Final answer:
To find P(A|B), first calculate P(A) and P(B). Then use the formula P(A|B) = P(A ∩ B) / P(B). P(A|B) = 1/21.
Step-by-step explanation:
To find P(A|B), we first need to find P(A) and P(B). Let's start with P(A). The event A consists of rolling either a 3 or 4 first, followed by an even number. There are 6 possible outcomes for the first roll and 6 possible outcomes for the second roll. Out of these 36 outcomes, there are 4 outcomes where either a 3 or 4 is rolled first, followed by an even number. Therefore, P(A) = 4/36 = 1/9.

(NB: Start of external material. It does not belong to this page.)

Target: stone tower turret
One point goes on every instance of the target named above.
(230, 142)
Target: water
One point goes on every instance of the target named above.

Next, let's find P(B). The event B consists of the sum of the two rolls being at most 7. To calculate this probability, we can list out all the possible outcomes that satisfy this condition. There are 21 outcomes where the sum is at most 7 out of a total of 36 possible outcomes. Therefore, P(B) = 21/36 = 7/12.
Finally, we can use the formula P(A|B) = P(A ∩ B) / P(B) to find P(A|B). The intersection of A and B consists of the outcomes where either a 3 or 4 is rolled first, followed by an even number and the sum of the two rolls is at most 7. There is only 1 outcome that satisfies this condition, which is rolling a 3 first and then rolling a 2. Therefore, P(A|B) = 1/36 = 1/21.